I don't think very much assembly would be required, and most of it could be no done with c code, much of which has already been written.
The second option, as suggested above, would be to do it on a minimal Linux distro. This is actually what I was thinking of when I came across the Commodore project, which got me thinking of more adventurous plans. If I went this road, I'd prefer to leave out x-windows, and have the emulator run in a full screen graphics mode. I'm not sure how hard this would be on the Pi (probably can't just fire of int10 like you could on old x86 PCs).
Thanks for the thoughts,
James
Re: Native Pi emulator?
Posted: Thu Jul 16, 2015 10:10 pm
by EtchedPixels
lostcarpark wrote:
adventurous plans. If I went this road, I'd prefer to leave out x-windows, and have the emulator run in a full screen graphics mode.
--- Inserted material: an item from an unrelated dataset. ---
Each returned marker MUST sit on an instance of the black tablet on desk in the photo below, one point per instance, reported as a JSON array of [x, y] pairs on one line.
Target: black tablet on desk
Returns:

I'm not sure how hard this would be on the Pi (probably can't just fire of int10 like you could on old x86 PCs).
The PI has a GPU which roughly speaking talks someting quite close to GL/ES, so you can dump X, not that in fact most GL/ES rendering really touches X in the first place. The more you can do all your video scaling and processing in GL/ES the better as the PI GPU is very powerful while the CPU is not.